As we count down to the 59th Annual Grammy Awards this Sunday, February 12, we're stepping back in time to remember one of the music show's most ground-breaking moments. And this one has got to be up there.
It was the year 2000 - we'd survived the Y2K bug, had an oversupply of tinned goods in case the world imploded and we were celebrating the dawn of a new Millennium with an onslaught of experimental outfits because why the frock not?
Case in point, Jennifer Lopez's incredible jungle-print Versace gown that she wore to the 2000 Grammy Awards on the arm of her then boyfriend, Puff Daddy (look away now, Drake).

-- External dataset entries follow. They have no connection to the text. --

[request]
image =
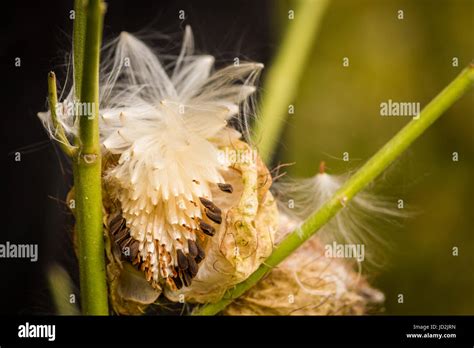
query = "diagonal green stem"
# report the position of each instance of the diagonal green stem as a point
(376, 165)
(87, 164)
(283, 77)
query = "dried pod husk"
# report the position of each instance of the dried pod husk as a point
(308, 283)
(129, 291)
(245, 237)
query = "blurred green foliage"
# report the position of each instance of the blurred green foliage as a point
(338, 110)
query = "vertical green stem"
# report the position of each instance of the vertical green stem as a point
(379, 162)
(87, 164)
(281, 83)
(79, 36)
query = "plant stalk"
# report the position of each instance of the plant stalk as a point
(87, 164)
(376, 165)
(284, 75)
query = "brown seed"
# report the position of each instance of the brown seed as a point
(207, 229)
(193, 268)
(177, 282)
(214, 216)
(134, 249)
(182, 260)
(116, 223)
(226, 188)
(186, 278)
(201, 254)
(192, 248)
(209, 205)
(120, 235)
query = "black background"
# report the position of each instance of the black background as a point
(34, 189)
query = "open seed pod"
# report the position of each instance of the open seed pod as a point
(245, 237)
(308, 283)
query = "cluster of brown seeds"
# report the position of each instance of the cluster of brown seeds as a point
(187, 264)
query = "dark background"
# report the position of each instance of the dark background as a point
(337, 110)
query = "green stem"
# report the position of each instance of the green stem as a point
(79, 35)
(63, 141)
(87, 166)
(379, 162)
(282, 80)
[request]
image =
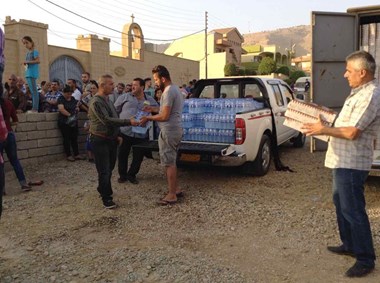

The singer shut the red carpet down in the sheer green dress, which featured a dangerously low plunging neckline that somehow made bellybuttons the body part du jour.
JLo didn't just make a statement, her eye-catching garment essentially spawned the creation of Google Images. Yes, she looked that good.
As Google executive chairman Eric Schmidt explained: "Google Images first became apparent after the 2000 Grammy Awards, where Jennifer Lopez wore a green dress that, well, caught the world's attention. At the time, it was the most popular search query we had ever seen."
"But we had no surefire way of getting users exactly what they wanted: JLo wearing that dress. Google Image Search was born," Eric added.
Reflecting on her headline-grabbing outfit, which now lives in at the Fashion Museum in Bath, England, the 47-year-old told People: "It didn't seem that out there to me. It was a good-looking dress. I had no idea it was going to be such a big deal."
It's a pretty cool claim to fame, even for someone as accomplished as Miss Lopez. But it turns out, Jenny from the Block wasn't the first star to wear the risque garment.
Enter Geri Halliwell...
A whole month before the Grammys, former Spice Girl Geri wore the exact same dress to the NRJ Music Awards held in Cannes.
While there's no denying the Raining Men hitmaker looked delightful, she certainly didn't break the internet.
But we're sure she's not too bothered. After all, she'll always have her own iconic number - the Union Jack dress she wore to the 1997 Brit Awards.